Community social promotion and training

629. In the targeted areas where the Programme operates, promotion workshops and project formulation workshops are held for potential beneficiaries and their representatives. Their participation is essential to create ties of community belonging and ownership.

630. The promotion stage is important to publicize the scope of PROSOFA and establish the programme in the region, as well as making known the targeting criteria and methodologies used to formulate each project.

631. Training workshops are also carried out to promote health care, environmental protection and maintenance of the facilities built.

632. The purpose of these actions is to help ensure that physical infrastructure projects are integrated, at the planning, implementation, use and maintenance stages, into a process of community mobilization and development to enhance their sustainability. A vital part of this, it is believed, is to encourage cooperative management, the creation of oversight committees in the community and the setting of budgets for future maintenance and operation, with responsibilities divided up among the social actors involved.

633. Consequently, training is provided to all those who have some stake in the planned action: beneficiaries, the organization presenting the project, the municipality, service providers, regulators, health and education services and NGOs.

634. The Programme is targeted at particular provinces and departments within them:

(a) Corrientes: Berón de Astrada, Concepción, General Alvear, General Paz, Itatí, Ituzaingó, Mburucuyá, Monte Caseros, Paso de los Libres, Saladas, San Cosme, San Martín, San Miguel, San Roque and Santo Tomé;

(b) Chaco: Almirante Brown, Bermejo, General Belgrano, General Güemes, Independencia, Libertador General San Martín, Maipú, O’Higgins, San Lorenzo, Sargento Cabral, Tapenaga and 25 de Mayo;

(c) Entre Ríos: Colón, Concordia, Federación, Gualeguaychú, Islas del Ibicuy and Uruguay;

(d) Formosa: Bermejo, Formosa, Laishi, Matacos, Patiño, Pilagás, Pilcomayo and Ramón Lista;

(e) Jujuy: Rinconada, Santa Bárbara, Santa Catalina, Susques, Valle Grande and Yavi;

(f) Misiones: Apóstoles, Candelaria, Capital, Concepción, Eldorado, General Manuel Belgrano, Guaraní, Iguazú, Libertador General San Martín, Montecarlo, Oberá, San Ignacio, San Javier, San Pedro and 25 de Mayo;

(g) Salta: Anta, General José de San Martín, Guachipas, Iruya, La Poma, Los Andes, Molinos, Orán, Rivadavia and Santa Victoria.

Promotion

635. The project submission procedure starts with the promotion stage.
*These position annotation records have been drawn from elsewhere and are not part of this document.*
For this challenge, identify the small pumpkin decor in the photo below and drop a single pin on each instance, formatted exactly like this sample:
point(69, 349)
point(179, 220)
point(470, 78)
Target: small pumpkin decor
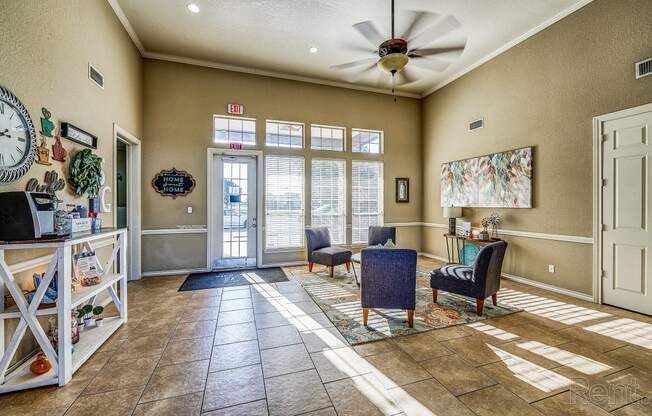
point(86, 175)
point(41, 365)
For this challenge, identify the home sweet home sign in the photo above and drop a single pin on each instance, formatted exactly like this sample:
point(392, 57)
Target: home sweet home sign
point(173, 183)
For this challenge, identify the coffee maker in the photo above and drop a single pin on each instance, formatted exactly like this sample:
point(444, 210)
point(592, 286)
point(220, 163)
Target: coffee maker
point(26, 216)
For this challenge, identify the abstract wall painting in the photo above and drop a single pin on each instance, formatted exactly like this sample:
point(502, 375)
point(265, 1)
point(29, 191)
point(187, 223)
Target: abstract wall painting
point(499, 180)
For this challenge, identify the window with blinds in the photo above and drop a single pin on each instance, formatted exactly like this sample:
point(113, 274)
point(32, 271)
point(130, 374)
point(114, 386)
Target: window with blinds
point(327, 138)
point(284, 202)
point(366, 141)
point(229, 130)
point(284, 134)
point(366, 198)
point(328, 197)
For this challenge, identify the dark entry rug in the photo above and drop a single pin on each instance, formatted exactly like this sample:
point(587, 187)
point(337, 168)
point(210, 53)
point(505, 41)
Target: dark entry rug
point(198, 281)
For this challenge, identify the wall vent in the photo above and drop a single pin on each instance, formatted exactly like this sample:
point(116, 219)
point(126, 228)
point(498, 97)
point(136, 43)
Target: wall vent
point(644, 68)
point(95, 76)
point(476, 124)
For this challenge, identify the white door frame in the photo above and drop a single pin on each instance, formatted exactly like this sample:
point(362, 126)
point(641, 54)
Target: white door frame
point(133, 197)
point(597, 190)
point(211, 154)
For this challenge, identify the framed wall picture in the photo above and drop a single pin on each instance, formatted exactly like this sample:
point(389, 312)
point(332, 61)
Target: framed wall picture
point(402, 190)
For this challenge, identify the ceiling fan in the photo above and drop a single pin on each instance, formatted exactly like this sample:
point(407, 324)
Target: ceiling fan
point(394, 54)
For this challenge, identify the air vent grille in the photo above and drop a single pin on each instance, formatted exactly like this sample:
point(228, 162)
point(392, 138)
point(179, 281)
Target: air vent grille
point(476, 124)
point(644, 68)
point(95, 76)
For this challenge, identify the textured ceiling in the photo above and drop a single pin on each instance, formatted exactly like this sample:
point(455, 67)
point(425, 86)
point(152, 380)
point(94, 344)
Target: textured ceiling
point(275, 35)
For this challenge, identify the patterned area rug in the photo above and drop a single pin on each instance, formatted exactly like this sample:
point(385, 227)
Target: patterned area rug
point(339, 298)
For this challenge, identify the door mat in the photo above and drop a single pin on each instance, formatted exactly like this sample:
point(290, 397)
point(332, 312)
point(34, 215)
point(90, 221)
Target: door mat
point(244, 277)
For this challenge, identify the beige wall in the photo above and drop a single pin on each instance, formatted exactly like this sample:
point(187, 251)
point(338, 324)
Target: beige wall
point(46, 48)
point(179, 103)
point(542, 93)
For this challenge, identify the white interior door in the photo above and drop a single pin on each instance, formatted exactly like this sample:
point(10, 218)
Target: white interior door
point(626, 235)
point(235, 236)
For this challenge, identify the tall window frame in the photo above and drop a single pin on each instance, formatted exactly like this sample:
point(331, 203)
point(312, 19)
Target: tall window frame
point(320, 134)
point(284, 203)
point(367, 141)
point(232, 129)
point(367, 198)
point(275, 139)
point(328, 197)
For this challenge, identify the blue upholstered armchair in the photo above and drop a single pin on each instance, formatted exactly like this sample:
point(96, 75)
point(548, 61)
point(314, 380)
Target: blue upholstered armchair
point(321, 252)
point(388, 280)
point(479, 281)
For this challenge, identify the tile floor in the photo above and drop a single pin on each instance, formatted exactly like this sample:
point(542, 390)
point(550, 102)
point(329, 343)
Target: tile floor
point(268, 350)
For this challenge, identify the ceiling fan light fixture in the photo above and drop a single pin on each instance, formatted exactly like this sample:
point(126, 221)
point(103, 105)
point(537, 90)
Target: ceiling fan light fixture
point(393, 63)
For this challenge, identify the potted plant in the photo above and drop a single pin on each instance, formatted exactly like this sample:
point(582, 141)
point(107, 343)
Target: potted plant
point(97, 313)
point(86, 175)
point(86, 314)
point(80, 319)
point(484, 235)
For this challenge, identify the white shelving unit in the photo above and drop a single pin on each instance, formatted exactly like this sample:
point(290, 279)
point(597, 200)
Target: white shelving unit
point(64, 362)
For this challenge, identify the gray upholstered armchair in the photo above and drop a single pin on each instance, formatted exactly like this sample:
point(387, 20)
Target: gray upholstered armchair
point(478, 281)
point(321, 252)
point(388, 280)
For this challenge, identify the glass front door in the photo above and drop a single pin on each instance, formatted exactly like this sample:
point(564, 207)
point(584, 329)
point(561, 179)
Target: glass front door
point(236, 213)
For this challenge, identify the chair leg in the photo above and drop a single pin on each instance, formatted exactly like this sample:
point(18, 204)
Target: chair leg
point(479, 306)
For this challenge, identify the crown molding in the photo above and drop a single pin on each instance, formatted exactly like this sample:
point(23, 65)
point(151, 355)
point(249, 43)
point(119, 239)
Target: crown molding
point(271, 74)
point(125, 23)
point(573, 8)
point(249, 70)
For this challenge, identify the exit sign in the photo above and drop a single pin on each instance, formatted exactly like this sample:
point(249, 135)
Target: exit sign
point(237, 109)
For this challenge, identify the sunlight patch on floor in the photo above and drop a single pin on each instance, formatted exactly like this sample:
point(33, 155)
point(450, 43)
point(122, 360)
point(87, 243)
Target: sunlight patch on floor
point(530, 373)
point(493, 331)
point(370, 381)
point(575, 361)
point(565, 313)
point(625, 329)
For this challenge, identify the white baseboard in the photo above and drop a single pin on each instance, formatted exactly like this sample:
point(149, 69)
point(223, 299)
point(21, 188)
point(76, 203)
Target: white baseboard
point(546, 286)
point(173, 272)
point(285, 264)
point(529, 282)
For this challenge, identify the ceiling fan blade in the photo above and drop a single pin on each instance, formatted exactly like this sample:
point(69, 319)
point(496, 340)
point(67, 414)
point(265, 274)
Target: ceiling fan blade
point(355, 76)
point(436, 31)
point(433, 64)
point(353, 64)
point(419, 18)
point(453, 52)
point(406, 76)
point(370, 32)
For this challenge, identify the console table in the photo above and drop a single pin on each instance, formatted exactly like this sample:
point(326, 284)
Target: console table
point(64, 362)
point(455, 244)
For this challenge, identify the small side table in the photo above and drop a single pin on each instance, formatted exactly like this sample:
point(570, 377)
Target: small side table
point(453, 245)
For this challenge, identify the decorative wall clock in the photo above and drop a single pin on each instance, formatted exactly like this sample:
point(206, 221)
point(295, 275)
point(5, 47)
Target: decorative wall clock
point(17, 138)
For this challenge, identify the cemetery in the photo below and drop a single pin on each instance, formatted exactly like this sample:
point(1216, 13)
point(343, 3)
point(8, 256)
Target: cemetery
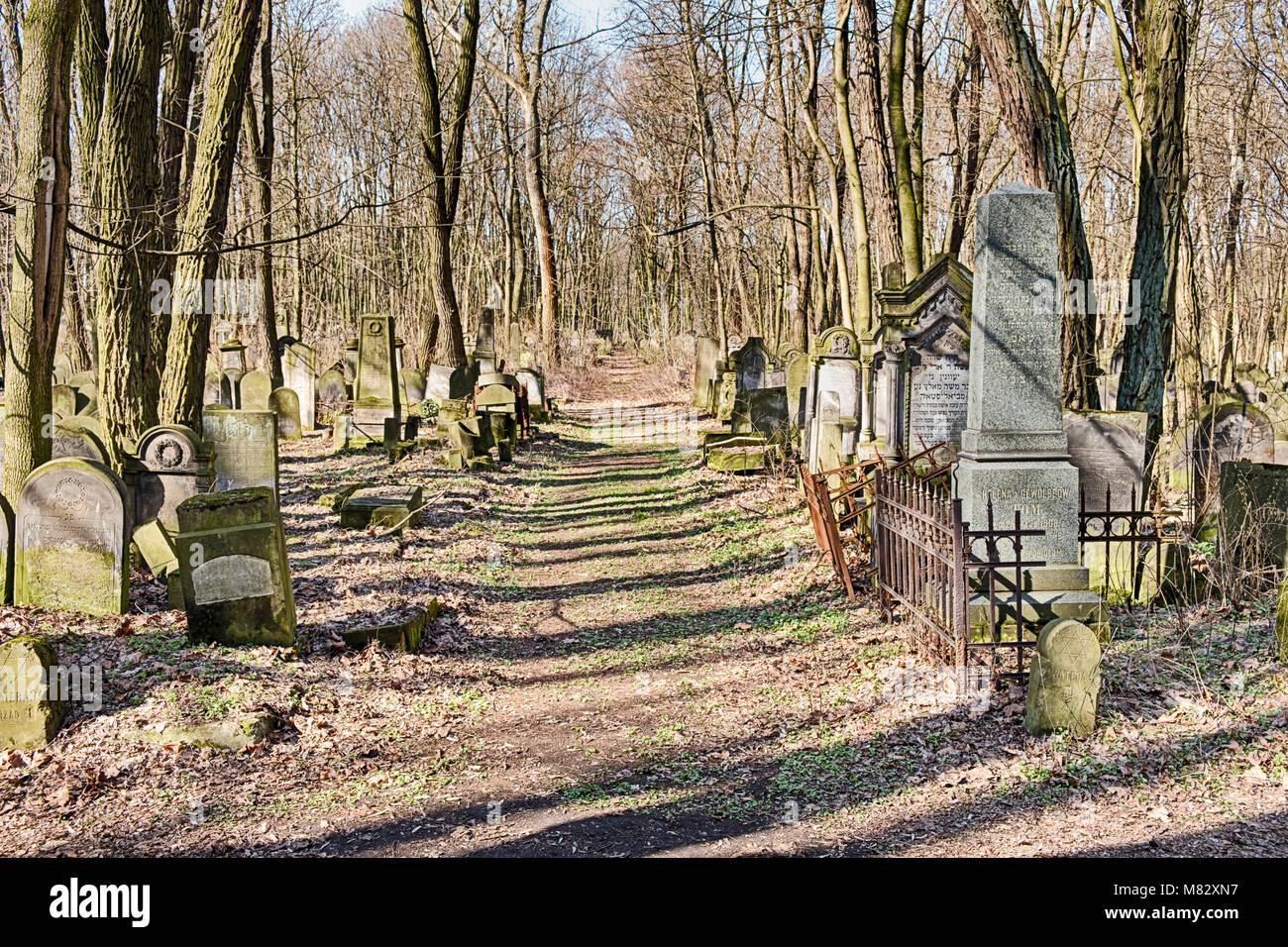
point(711, 515)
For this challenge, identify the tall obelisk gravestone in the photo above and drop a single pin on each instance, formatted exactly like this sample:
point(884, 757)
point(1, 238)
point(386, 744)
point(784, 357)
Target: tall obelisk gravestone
point(1014, 447)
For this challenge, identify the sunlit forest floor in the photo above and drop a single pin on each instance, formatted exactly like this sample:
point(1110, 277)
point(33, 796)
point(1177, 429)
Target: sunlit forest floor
point(634, 656)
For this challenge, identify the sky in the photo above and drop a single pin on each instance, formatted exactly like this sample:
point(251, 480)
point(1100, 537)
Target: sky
point(587, 9)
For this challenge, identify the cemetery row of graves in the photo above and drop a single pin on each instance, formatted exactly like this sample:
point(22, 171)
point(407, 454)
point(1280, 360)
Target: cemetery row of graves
point(645, 642)
point(943, 475)
point(200, 512)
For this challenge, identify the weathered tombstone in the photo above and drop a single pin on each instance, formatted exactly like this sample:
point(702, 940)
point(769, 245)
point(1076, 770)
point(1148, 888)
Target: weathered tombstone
point(73, 438)
point(375, 388)
point(750, 365)
point(413, 384)
point(923, 360)
point(256, 388)
point(156, 548)
point(297, 373)
point(1064, 681)
point(706, 368)
point(333, 395)
point(536, 392)
point(284, 403)
point(438, 382)
point(63, 401)
point(351, 361)
point(1254, 514)
point(69, 539)
point(244, 445)
point(795, 380)
point(484, 341)
point(462, 381)
point(832, 392)
point(233, 567)
point(31, 709)
point(1231, 431)
point(1014, 451)
point(1108, 447)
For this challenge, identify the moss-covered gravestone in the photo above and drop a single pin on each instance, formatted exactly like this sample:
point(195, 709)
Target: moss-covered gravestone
point(244, 445)
point(284, 403)
point(69, 539)
point(30, 714)
point(233, 569)
point(1064, 681)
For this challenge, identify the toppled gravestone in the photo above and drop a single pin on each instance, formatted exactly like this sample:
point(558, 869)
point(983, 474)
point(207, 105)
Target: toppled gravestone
point(30, 714)
point(1064, 681)
point(384, 508)
point(233, 569)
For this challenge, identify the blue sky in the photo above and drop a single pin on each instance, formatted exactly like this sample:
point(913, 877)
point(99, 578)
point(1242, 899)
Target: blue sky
point(587, 9)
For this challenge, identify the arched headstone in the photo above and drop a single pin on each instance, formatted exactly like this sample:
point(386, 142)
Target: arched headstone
point(69, 543)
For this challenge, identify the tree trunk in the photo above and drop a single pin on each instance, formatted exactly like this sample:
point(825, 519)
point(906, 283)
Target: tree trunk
point(127, 172)
point(1163, 38)
point(1041, 134)
point(206, 215)
point(40, 189)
636. Promotional activities are being progressively extended to all departments where the Programme is implemented. First of all, provincial support hubs work with local organizations and institutions and potential beneficiaries to identify priority problems and determine the demand for projects in each community.

637. To implement this process, the following are invited to participate:

(a) Organizations presenting the financing application (local agency);

(b) Representatives of municipalities;

(c) NGOs;

(d) Public service cooperatives;

(e) Firms providing services at the municipal and provincial levels;

(f) Local representatives of health and education services in the area;

(g) Representatives of the province’s water, sanitation, education and health-care regulators.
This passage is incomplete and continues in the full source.